While personalized learning sounds fancy or expensive, it need not be either. All the term "personalized learning" means is using methodology and technology to allow learners to have greater control over the learning experience. Let's examine two ways this technique can backfire, how to correctly offer personalized learning, and how this can benefit your employees.
Personalized Learning Empowers Learners
A report from the Aspen Institute recommends empowering learners to learn at "any time, any place, any pace" for maximum impact. Assuming that it is maximum impact you seek from a reinforcement program, how can personalized learning empower learners? There are two common myths that crop up when talking about personalized learning.
In the "path argument," learners tend to learn more if they get to pick and choose what they learn. In the "pace argument," participants in a reinforcement program will learn more when they have more power over when, and at what pace, they learn.
While the path argument sounds nice, it actually runs against what we already know about learning -- that it is cumulative. To learn a skill, you must be able to understand it based on building blocks you already know. If you try to learn something high level but lack the building blocks to contextualize the information, the learning experience becomes frustrating and learners actively disengage with the process.
When putting together reinforcement courses, you must make sure that participants have the base skills needed to make sense of the information provided. This may mean tiered or leveled training, where participants can learn at the appropriate baseline level, then level up as skills and knowledge are acquired.
With regards to the pace argument, research indicates that some learners do not wish to control the pace of learning; forcing these learners to do so can be counterproductive to the goal of reinforcement. Many learners do not understand, or have the time to, determine the demands of a learning task and how it meshes with their individualistic learning needs. This means that learners often make poor decisions over what or when to learn, and fail to achieve the desired result.

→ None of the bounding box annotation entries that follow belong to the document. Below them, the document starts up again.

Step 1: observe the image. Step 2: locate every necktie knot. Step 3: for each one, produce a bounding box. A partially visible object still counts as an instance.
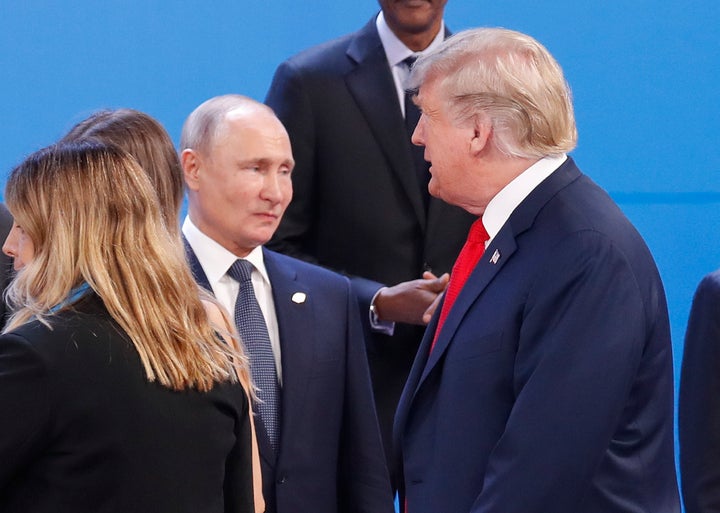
[403,54,418,71]
[228,258,254,283]
[468,217,490,244]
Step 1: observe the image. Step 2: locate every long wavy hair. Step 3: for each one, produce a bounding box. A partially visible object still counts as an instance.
[60,109,184,235]
[5,140,243,391]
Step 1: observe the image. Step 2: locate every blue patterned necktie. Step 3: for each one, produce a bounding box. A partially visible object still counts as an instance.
[403,55,430,210]
[228,259,280,451]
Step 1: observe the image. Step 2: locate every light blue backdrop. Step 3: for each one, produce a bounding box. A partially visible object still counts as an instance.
[0,0,720,490]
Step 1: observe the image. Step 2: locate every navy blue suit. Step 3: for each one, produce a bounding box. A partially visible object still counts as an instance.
[186,243,393,513]
[265,17,473,478]
[678,270,720,513]
[395,159,680,513]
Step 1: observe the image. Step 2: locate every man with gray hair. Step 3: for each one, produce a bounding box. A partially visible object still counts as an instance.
[181,95,393,513]
[394,29,680,513]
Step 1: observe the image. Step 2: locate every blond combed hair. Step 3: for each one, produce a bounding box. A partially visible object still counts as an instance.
[409,28,577,158]
[5,141,242,391]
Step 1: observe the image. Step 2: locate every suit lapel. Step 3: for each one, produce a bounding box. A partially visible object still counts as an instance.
[345,17,426,226]
[263,248,316,460]
[183,240,285,467]
[182,235,213,294]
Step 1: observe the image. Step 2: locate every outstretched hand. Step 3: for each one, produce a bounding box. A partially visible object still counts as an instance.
[374,271,450,325]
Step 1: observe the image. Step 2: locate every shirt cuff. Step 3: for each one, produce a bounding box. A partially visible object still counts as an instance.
[369,289,395,336]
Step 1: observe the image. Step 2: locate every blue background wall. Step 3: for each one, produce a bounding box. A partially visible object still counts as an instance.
[0,0,720,488]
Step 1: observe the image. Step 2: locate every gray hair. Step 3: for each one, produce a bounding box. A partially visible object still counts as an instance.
[180,94,274,155]
[409,28,577,158]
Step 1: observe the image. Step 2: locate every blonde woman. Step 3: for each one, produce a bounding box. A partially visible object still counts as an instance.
[0,142,254,513]
[63,109,265,513]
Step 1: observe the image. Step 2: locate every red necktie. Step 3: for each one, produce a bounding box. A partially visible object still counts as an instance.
[430,218,490,352]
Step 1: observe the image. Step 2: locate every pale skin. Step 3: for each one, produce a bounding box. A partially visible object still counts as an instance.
[412,76,537,217]
[181,104,448,325]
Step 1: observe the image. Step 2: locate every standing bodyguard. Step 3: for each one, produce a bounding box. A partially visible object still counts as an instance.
[266,0,472,480]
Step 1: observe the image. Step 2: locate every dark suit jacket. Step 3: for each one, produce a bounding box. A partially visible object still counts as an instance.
[266,17,473,472]
[395,159,679,513]
[0,294,253,513]
[678,270,720,513]
[0,203,13,331]
[186,243,393,513]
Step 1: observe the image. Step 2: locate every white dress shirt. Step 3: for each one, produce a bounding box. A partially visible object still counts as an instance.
[375,11,445,117]
[182,216,282,385]
[483,154,567,247]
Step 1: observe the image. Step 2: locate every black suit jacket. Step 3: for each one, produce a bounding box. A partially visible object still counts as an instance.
[186,241,393,513]
[395,159,680,513]
[266,17,473,472]
[678,270,720,513]
[0,294,253,513]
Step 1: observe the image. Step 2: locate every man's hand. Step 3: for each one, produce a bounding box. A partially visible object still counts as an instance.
[374,271,450,325]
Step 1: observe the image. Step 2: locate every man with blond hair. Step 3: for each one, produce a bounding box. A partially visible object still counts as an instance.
[395,29,680,513]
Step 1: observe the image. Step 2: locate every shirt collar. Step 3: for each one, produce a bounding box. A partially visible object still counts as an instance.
[483,154,567,240]
[182,216,270,286]
[375,11,445,66]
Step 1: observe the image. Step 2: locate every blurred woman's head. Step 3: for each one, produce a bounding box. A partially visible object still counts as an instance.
[61,109,183,233]
[5,140,237,389]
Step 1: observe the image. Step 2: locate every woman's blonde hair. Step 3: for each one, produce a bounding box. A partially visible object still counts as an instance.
[60,109,184,235]
[5,140,243,391]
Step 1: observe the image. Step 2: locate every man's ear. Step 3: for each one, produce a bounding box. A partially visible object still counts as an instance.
[180,148,201,191]
[470,116,492,156]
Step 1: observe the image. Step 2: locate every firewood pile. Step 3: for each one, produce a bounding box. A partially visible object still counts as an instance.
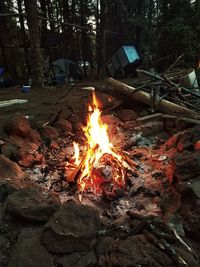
[0,79,200,267]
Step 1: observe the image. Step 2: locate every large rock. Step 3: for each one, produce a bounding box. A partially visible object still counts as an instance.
[6,189,60,222]
[0,155,24,182]
[8,235,54,267]
[174,150,200,181]
[1,142,17,159]
[42,202,100,254]
[57,250,97,267]
[3,114,31,137]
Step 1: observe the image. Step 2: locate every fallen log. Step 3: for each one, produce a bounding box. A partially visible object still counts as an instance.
[137,70,200,97]
[108,78,200,119]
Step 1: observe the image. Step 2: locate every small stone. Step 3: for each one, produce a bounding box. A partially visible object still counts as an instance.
[26,129,42,146]
[174,150,200,181]
[54,119,72,133]
[8,235,54,267]
[1,143,17,159]
[42,202,100,254]
[15,148,44,168]
[50,140,60,149]
[3,114,31,137]
[118,109,137,122]
[101,115,122,126]
[0,155,24,182]
[134,121,163,136]
[8,135,26,147]
[97,237,174,267]
[39,126,59,140]
[6,189,60,222]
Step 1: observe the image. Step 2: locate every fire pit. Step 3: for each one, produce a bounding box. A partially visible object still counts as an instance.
[0,89,200,267]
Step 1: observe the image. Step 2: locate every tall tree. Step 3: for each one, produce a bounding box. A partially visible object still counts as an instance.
[24,0,44,86]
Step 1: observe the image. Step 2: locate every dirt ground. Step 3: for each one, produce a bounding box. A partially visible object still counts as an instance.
[0,82,105,136]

When you think about this, it makes sense. If someone needs training, then they need to develop skills, knowledge, or new habits. Thus, why does it makes sense to put someone with a knowledge gap in charge of structuring their own reinforcement program? They likely do not know what information will most help them, or what lessons will fill in those gaps in their knowledge.
Why Reinforcement Courses Should Guide Learners
Cognitive science has shown that we do not like to think. This contradicts the "pace argument." Our brains are oriented to avoid hard thinking and activities we perceive as unpleasant. In training circumstances, this could mean your staff actively use technology to avoid engaging in difficult programs or thinking about challenging topics. By using technology to guide learning and blend less challenging and more difficult topics, you can encourage greater skills development.
For the same reasons, many learners will opt for a slow pace of learning instead of a faster pace. Again, the reinforcement course is one more deliverable in an already packed schedule, so speeding the pace of the learning program may not make sense.